Nepal's government has announced a sweeping reform of its import tariff structure, aimed at protecting domestic industries, curbing non-essential imports, and responding to global price trends. The new measures affect a broad range of goods, including agricultural products, medical supplies, and industrial raw materials.
Key Changes by Sector
1. Agricultural Products
Frozen vegetables: Import duties raised from 10% to 15%, intended to promote domestic agricultural production and reduce reliance on imported staple foods.

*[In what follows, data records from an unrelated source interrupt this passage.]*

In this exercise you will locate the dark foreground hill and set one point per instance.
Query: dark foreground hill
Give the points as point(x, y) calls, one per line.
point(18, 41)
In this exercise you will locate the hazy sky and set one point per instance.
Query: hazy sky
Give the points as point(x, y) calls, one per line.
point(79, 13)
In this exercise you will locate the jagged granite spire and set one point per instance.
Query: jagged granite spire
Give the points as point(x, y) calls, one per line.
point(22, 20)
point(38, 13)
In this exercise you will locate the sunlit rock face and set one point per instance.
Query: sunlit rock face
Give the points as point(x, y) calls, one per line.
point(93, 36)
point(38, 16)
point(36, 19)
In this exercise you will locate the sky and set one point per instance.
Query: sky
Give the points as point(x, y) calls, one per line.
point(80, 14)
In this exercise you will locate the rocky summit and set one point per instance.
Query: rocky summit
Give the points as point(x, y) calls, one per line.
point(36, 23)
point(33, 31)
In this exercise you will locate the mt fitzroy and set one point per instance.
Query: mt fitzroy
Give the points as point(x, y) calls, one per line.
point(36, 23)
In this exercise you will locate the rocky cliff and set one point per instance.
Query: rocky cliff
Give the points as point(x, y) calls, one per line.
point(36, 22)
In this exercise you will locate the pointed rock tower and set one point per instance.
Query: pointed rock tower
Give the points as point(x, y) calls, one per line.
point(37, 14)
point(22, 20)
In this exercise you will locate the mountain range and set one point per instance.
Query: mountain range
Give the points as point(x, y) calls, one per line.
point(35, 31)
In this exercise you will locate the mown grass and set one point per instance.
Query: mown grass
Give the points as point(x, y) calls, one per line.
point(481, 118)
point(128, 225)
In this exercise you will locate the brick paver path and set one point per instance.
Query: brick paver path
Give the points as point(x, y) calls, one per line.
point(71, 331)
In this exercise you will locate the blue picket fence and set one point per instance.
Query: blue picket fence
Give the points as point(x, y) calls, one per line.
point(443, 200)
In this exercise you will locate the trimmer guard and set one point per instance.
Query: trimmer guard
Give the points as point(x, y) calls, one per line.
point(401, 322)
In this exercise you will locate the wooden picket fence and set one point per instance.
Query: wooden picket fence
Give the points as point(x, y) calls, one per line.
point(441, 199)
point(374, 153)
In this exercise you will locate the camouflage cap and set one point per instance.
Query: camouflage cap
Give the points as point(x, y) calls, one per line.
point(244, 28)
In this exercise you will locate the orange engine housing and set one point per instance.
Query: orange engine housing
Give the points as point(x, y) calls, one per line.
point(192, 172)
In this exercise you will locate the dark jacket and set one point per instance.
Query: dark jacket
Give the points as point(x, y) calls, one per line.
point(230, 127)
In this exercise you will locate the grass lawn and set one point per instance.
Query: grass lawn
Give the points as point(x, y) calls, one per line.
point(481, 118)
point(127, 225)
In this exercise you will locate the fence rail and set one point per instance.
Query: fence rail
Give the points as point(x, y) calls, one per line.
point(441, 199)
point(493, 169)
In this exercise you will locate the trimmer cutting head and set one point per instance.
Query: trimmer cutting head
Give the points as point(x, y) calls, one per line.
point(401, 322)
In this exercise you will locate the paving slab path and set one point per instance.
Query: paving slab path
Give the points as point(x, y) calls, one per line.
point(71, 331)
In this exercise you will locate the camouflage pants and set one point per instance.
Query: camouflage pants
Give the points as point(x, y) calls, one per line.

Cashew nuts (in shell): Tariff lowered from 15% to 10%, likely benefiting Nepal's nut-processing and snack food industries that depend on imported raw materials.
Spices: While tariffs on single spices such as ginger and saffron remain unchanged, the import duty on mixed spices has been sharply increased from 20% to 30%-a move aimed at boosting local spice blending industries.
2. Medical Supplies
Plastic and rubber medical items: Adjustments vary. For instance, urine bags, previously subject to a 5% tariff, are now exempt from import duties altogether. This shift is expected to improve access to essential medical products and strengthen healthcare infrastructure.
Rubber-based medical garments and accessories: Tariffs have been significantly raised, likely to encourage domestic manufacturing or manage overall healthcare import costs.
3. Industrial Raw Materials
Kaolin-coated paperboard: Tariff increased from 15% to 20%, potentially reflecting efforts to shield local paper industries.
Rubber thread and cords for textiles: Import duty cut from 15% to 5%, aimed at supporting Nepal's growing textile and garment sectors by lowering input costs.
Strategic Objectives: "Three Protections, One Promotion"
Nepal's tariff reforms are guided by a "Three Protections, One Promotion" policy focus:
Protect agriculture by encouraging domestic production
Protect public health by improving access to essential medical goods
Protect domestic manufacturing by managing input cost structures
Promote local industries through strategic tariff adjustments
This policy is also seen as part of Nepal's broader strategy to ease trade deficits and foster industrial self-sufficiency.
Overview of China-Nepal Trade
In 2024, trade between China and South Asian countries approached USD 200 billion, doubling over the past decade with an average annual growth rate of 6.3%.
China-Nepal bilateral trade has surged, with total trade volume exceeding CNY 55 billion over the past five years, growing at an average rate of 11.7% per year.
Nepal's main trading partners include India, China, Argentina, the United States, the UAE, Indonesia, Australia, Ukraine, Malaysia, and South Korea. Notably, as of December 1, 2024, China granted zero-tariff treatment for 100% of taxable items from least-developed countries in South Asia, including Nepal, Bangladesh, and Afghanistan.
Around 70% of Nepal's daily consumer goods are imported. Key imports from China include household items, electronics, communication devices, and medical equipment. Due to its geographic proximity, Tibet continues to lead China's exports to Nepal, with robust growth in the export of "three new industries"-electric vehicles, lithium batteries, and photovoltaic products.